8. A Sunday in November, a "husförhör" (a "house interview" in which the priest examines the household's knowledge of the Bible and Luther's Small Catechism) is held at Katthult, during which Emil's mother feels angry for Lina, who just gives wrong answers to the priest's questions mainly about Adam and Eve. After the end of "husförhöret", it is a great dinner with ostkaka ("cheesecake") as dessert. After eating ostkaka, Emil's mother tells Emil to go out and lock the hen shed, but Emil also manages to lock the outhouse, without any awareness that there is someone inside, and then shuts up his own father, who gets furious and attempts to get out through the window above the door, but gets stuck and can't get away before Alfred finally comes with a hand saw and cuts him free.
9. In the final chapter of the book series, Alfred cuts himself in the left thumb when carving räfsepinnar ("rake sticks") along with Emil, and becomes seriously ill in what is believed to be sepsis shortly before Christmas, when Småland is hit by a heavy winter storm. Despite the storm, and his parents' word that it is impossible to go to doctor, Emil desires one early morning, before anyone has woken up, to take Alfred on a sleigh to the doctor in Mariannelund, where Emil and the horse Lukas finally arrive after a tough struggle through the heavy snow and finally thanks to help from a snowplow.

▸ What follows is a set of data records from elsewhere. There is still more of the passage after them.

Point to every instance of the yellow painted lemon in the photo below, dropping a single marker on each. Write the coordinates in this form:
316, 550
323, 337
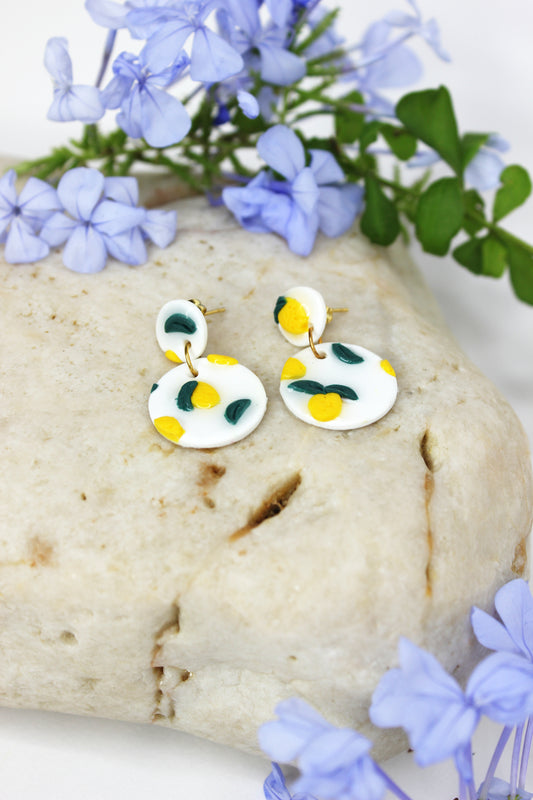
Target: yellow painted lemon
170, 428
325, 407
204, 396
293, 369
293, 317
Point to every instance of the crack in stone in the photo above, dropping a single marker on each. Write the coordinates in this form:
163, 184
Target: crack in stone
429, 487
273, 505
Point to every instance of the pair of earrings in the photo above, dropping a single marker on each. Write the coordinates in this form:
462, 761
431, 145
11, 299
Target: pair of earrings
215, 401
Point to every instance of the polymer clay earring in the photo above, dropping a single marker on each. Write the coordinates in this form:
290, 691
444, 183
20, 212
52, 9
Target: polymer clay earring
332, 385
203, 402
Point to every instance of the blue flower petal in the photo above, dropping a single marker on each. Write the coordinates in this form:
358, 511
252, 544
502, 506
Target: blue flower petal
57, 229
112, 218
57, 61
160, 226
22, 245
248, 104
282, 150
85, 250
164, 120
80, 190
338, 208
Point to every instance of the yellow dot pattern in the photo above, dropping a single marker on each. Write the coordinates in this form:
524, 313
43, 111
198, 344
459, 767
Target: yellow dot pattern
387, 367
214, 358
293, 369
171, 355
293, 317
170, 428
325, 407
205, 396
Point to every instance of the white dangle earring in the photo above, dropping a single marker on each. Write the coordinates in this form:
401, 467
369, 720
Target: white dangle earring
332, 385
203, 402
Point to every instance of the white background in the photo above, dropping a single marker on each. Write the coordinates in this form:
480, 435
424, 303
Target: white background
45, 755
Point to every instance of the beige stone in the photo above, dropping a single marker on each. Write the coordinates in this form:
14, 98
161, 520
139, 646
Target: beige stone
196, 589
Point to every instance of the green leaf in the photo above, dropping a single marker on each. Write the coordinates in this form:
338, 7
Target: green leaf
369, 134
429, 116
401, 142
346, 355
349, 124
515, 189
494, 256
307, 387
474, 206
380, 218
439, 215
521, 268
471, 144
345, 392
470, 255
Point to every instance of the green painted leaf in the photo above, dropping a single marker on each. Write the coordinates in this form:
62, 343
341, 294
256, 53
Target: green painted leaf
307, 387
439, 215
474, 206
380, 220
494, 257
470, 255
183, 401
521, 268
429, 116
235, 410
471, 144
346, 355
401, 142
515, 189
349, 124
344, 391
281, 302
180, 323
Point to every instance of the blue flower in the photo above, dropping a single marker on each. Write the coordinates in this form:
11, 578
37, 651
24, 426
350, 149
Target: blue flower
22, 216
147, 111
275, 788
500, 790
168, 28
514, 634
71, 101
333, 762
93, 224
311, 198
264, 49
429, 704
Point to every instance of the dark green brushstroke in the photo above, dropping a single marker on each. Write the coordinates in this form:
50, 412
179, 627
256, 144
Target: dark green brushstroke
235, 410
180, 323
183, 399
343, 391
281, 302
308, 387
346, 355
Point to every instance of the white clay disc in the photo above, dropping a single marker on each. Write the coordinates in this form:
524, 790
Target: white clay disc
180, 321
223, 404
296, 310
350, 388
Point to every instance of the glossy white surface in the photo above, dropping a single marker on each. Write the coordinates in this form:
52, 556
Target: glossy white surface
46, 756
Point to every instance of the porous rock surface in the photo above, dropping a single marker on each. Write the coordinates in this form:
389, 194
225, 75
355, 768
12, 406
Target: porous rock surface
196, 589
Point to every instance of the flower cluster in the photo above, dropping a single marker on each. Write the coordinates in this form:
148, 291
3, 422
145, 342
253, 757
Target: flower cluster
202, 88
437, 714
91, 215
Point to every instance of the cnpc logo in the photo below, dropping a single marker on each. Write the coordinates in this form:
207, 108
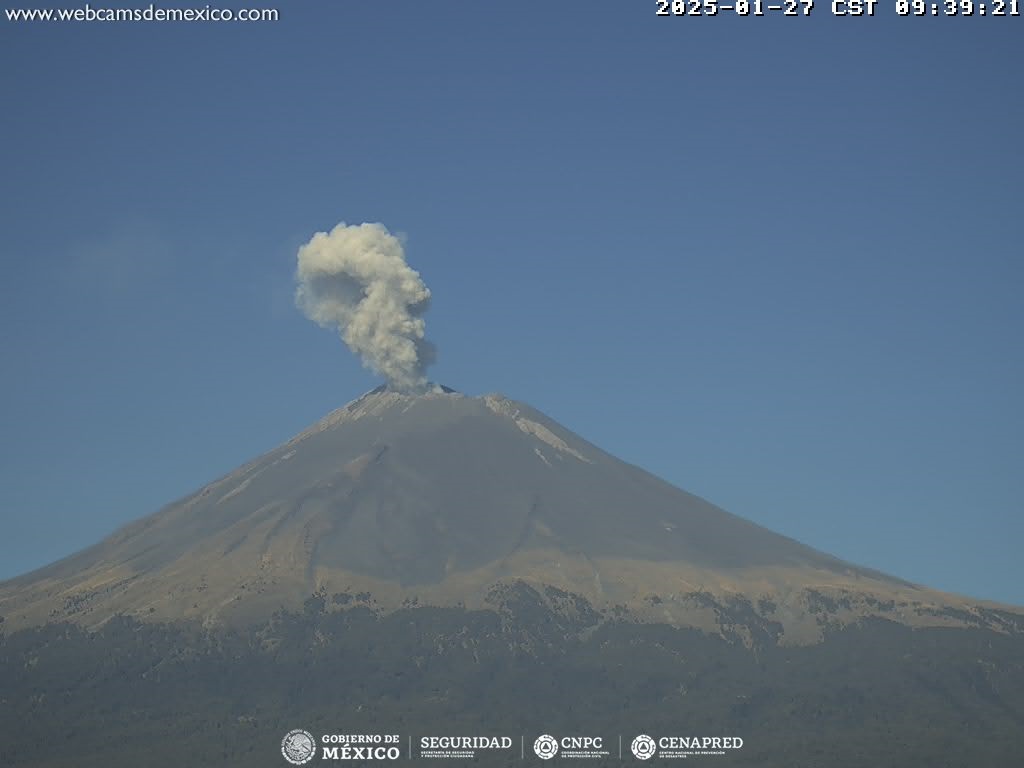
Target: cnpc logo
547, 747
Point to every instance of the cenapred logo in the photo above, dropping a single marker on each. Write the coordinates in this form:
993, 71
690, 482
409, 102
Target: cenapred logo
546, 747
643, 747
298, 747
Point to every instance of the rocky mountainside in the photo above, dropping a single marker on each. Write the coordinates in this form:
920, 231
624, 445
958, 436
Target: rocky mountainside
444, 500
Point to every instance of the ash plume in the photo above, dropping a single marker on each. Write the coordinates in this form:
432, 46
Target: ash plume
355, 280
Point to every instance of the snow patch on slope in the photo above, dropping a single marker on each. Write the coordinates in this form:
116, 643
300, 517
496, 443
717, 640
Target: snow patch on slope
505, 408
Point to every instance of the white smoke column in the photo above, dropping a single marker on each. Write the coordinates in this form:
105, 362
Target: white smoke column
354, 279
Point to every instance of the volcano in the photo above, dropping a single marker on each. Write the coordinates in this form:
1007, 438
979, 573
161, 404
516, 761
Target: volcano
443, 500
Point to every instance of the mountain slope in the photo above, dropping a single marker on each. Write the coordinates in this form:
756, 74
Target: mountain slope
437, 499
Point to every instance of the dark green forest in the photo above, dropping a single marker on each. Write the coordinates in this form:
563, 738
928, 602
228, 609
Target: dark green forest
877, 693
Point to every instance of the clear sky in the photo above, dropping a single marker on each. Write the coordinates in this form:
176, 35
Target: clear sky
774, 260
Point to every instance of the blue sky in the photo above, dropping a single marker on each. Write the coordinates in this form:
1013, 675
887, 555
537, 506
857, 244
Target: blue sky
776, 261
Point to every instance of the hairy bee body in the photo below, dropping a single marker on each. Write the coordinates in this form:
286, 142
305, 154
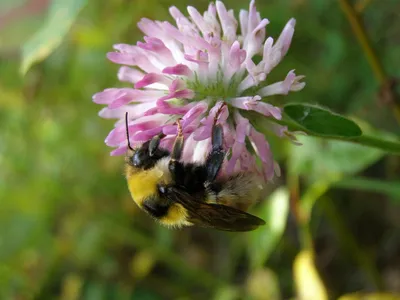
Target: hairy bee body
182, 194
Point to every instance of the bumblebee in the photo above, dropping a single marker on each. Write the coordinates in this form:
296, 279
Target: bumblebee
183, 194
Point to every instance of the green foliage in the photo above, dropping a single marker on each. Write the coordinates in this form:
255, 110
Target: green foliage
68, 228
321, 122
59, 20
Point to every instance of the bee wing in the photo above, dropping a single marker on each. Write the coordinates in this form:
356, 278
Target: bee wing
216, 216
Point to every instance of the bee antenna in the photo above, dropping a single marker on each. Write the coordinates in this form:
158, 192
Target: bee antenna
127, 131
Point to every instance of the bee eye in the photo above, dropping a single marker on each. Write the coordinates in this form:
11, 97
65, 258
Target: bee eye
138, 158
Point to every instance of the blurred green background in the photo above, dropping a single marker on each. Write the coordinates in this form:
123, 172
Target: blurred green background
69, 229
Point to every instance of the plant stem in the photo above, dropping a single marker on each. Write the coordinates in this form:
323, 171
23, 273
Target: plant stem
377, 67
363, 39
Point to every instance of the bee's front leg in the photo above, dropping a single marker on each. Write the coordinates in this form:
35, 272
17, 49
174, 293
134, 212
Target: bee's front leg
216, 157
155, 143
175, 166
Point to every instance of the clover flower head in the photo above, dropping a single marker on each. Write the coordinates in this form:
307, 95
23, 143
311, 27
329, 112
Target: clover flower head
187, 71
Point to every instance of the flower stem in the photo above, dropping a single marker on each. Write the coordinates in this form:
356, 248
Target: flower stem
363, 39
377, 67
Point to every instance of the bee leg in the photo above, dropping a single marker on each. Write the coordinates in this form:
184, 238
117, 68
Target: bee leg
155, 143
176, 167
216, 157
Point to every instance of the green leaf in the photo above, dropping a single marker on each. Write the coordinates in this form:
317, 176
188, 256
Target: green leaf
322, 122
318, 158
390, 188
264, 240
62, 14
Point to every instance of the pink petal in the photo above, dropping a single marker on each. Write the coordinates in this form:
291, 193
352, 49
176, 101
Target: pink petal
129, 74
179, 69
151, 78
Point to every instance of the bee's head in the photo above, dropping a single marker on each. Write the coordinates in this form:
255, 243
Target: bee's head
145, 156
142, 159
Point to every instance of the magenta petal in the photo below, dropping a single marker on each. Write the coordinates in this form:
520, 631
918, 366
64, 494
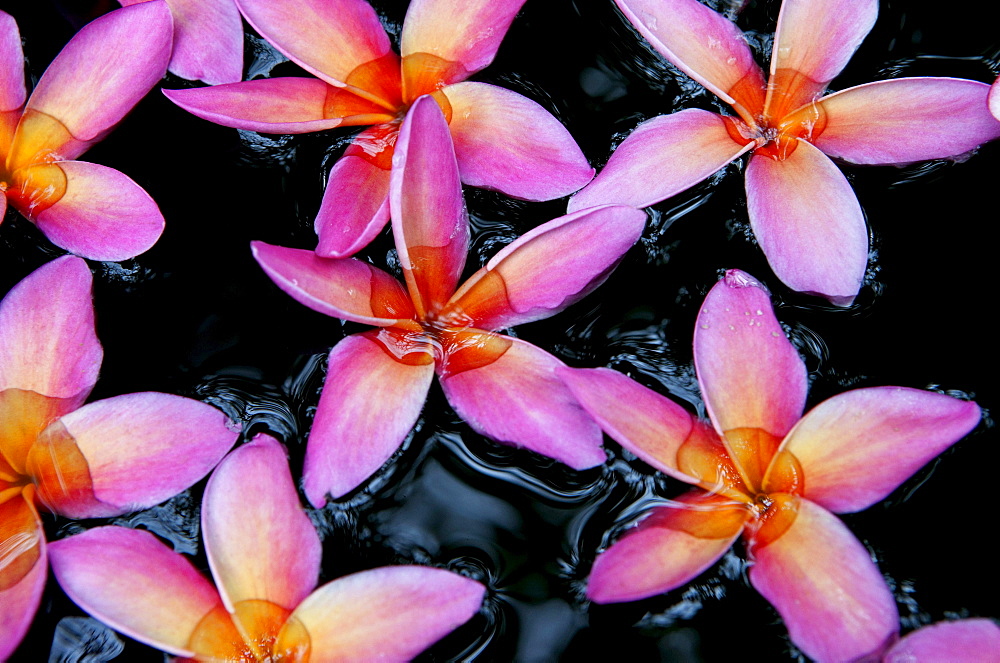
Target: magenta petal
133, 583
809, 223
857, 447
392, 613
662, 157
907, 119
750, 375
519, 400
823, 583
507, 142
260, 542
369, 403
47, 339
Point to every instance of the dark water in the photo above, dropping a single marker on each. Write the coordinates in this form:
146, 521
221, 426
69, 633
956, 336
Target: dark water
196, 316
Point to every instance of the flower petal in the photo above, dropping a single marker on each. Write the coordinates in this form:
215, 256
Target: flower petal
349, 618
750, 375
369, 403
824, 585
260, 542
857, 447
429, 220
518, 399
133, 583
906, 119
342, 288
548, 268
808, 222
673, 545
662, 157
705, 45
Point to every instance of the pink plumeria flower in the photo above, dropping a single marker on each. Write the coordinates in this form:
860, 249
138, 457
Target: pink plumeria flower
265, 557
504, 388
88, 209
802, 209
79, 461
503, 140
208, 40
763, 470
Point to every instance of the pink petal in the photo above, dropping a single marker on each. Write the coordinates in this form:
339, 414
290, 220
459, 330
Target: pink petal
103, 215
750, 375
673, 545
133, 583
907, 119
392, 613
857, 447
662, 157
548, 268
260, 542
507, 142
808, 222
369, 403
705, 45
519, 400
47, 339
429, 220
342, 288
822, 582
461, 31
106, 68
966, 640
812, 43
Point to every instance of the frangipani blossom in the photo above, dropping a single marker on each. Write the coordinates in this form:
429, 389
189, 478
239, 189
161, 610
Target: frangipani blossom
802, 209
762, 469
80, 461
88, 209
503, 140
265, 557
504, 388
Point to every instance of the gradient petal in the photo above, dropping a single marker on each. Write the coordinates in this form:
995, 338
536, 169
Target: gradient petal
429, 221
906, 120
808, 222
673, 545
822, 582
259, 541
548, 268
857, 447
519, 400
662, 157
341, 288
350, 618
133, 583
370, 401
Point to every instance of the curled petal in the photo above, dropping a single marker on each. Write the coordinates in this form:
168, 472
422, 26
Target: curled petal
662, 157
808, 222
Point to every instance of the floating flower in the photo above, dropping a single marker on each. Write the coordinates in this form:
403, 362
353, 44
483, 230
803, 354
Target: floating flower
91, 210
80, 461
765, 471
265, 556
802, 210
503, 140
504, 388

The day before Christmas Eve, Alfred may travel back home, still with a bandage on his thumb, and everyone in Lönneberga feels happy over Emil for his heroic act.

==In other languages==

| Country | Name | Note |
|---|---|---|
| Denmark | Emil fra Lønneberg |  |
| Norway | Emil fra Lønneberget |  |
| Germany | Michel aus Lönneberga | The name was changed from Emil for marketing reasons, as another Emil was established on the children's book market both in East and West Germany in the 1960s: the boy Emil Tischbein from Erich Kästner's Emil and the Detectives from the 1920s.^{[citation needed]} |
| Iceland | Emil í Kattholti |  |
| Italy | Emil | His Swedish films were shown on RAI TV in 1974.^{[citation needed]} |
| Poland | Emil ze Smalandii |  |
| France | Zozo la Tornade | Name translates to "Zozo Tornado". |
| Finland | Vaahteramäen EemeliEemeli of Vaahteramäki | Vaahteramäki is a direct translation of Lönneberga ("Maple Hill"). |
| Lithuania | Emilis iš Lionebergos |  |
| Russia | Эмиль из Лённеберги Emil' iz Lyonnebergi |  |
| Netherlands | Michiel van de Hazelhoeve |  |
| Portugal | Emilio de Lönneberga |  |
| Spain | Miguel el travieso |  |
| Hungary | Juharfalvi Emil |  |
| Slovakia | Emil z Lönnebergy |  |

==Film and television adaptations==
- Emil i Lönneberga (1971)
- New Mischief by Emil (1972)
- Emil and the Piglet (1973)
- Michel aus Lönneberga, a German-Swedish TV series based on the three films.